= Spider-Man in television =

Marvel Comics character Spider-Man in television

The Marvel superhero character of Spider-Man has appeared in multiple forms of media besides the comics, including on television numerous times, in both live action and animated television programs.

==Live-action==
===Spidey Super Stories (1974–1977)===

The character was first portrayed in live-action by Danny Seagren in Spidey Super Stories, an Electric Company segment which ran from 1974 to 1977, with tie-in media seeing Hattie Winston's Valerie the Librarian become Spider-Woman.

===The Amazing Spider-Man (1977–1979)===

In 1977, a short-lived live action television series was produced called The Amazing Spider-Man, starring Nicholas Hammond, one of the actors from The Sound of Music, in the title role.
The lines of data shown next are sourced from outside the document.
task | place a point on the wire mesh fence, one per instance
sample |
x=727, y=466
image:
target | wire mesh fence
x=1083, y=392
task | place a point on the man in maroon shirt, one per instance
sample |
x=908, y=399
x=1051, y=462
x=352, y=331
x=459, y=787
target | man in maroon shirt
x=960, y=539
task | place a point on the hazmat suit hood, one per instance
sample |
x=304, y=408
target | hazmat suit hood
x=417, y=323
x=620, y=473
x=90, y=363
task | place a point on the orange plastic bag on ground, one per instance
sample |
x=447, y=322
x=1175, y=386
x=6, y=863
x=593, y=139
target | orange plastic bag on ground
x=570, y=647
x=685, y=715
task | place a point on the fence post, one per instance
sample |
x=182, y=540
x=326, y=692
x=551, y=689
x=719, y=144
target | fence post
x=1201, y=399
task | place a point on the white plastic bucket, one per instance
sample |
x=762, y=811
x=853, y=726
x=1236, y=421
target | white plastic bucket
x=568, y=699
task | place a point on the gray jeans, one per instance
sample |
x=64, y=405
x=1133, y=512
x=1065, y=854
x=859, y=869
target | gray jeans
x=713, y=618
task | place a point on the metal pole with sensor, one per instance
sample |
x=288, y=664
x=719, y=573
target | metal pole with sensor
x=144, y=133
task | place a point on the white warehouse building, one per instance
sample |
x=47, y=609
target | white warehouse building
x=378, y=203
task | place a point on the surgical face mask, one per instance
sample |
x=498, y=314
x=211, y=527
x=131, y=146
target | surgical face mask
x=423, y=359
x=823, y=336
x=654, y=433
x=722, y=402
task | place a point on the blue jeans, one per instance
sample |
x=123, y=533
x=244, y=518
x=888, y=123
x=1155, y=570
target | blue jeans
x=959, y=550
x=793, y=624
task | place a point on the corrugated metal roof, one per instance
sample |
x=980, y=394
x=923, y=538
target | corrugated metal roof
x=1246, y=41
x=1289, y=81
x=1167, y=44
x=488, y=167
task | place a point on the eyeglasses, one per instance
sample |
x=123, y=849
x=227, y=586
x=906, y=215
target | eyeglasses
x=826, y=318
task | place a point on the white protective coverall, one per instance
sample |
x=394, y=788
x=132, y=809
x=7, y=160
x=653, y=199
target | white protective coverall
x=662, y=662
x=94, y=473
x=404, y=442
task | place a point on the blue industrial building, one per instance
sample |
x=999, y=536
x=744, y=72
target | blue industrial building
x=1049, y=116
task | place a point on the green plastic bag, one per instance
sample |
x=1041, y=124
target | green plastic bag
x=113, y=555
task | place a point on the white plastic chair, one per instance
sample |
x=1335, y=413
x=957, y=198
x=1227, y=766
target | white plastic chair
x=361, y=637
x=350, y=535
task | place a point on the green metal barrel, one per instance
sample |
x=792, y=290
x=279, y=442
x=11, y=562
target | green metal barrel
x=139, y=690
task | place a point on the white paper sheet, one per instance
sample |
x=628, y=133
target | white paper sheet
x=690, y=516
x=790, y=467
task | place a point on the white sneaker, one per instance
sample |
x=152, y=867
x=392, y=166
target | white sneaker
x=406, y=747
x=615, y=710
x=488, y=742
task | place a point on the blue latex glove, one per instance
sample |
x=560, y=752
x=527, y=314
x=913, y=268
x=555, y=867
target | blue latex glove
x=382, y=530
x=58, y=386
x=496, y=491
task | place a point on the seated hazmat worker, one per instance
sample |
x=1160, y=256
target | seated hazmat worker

Although the series earned good ratings, the CBS Television Network canceled it after just two seasons, along with Wonder Woman, to avoid being labeled as "the superhero network." The series was broadcast only sporadically during the second season. Several episodes from this series were turned into full-length motion pictures outside the U.S. Three films were released overseas: Spider-Man in 1977, Spider-Man Strikes Back in 1978, and Spider-Man: The Dragon's Challenge in 1981, all compiling television film edits of multi-part episodes.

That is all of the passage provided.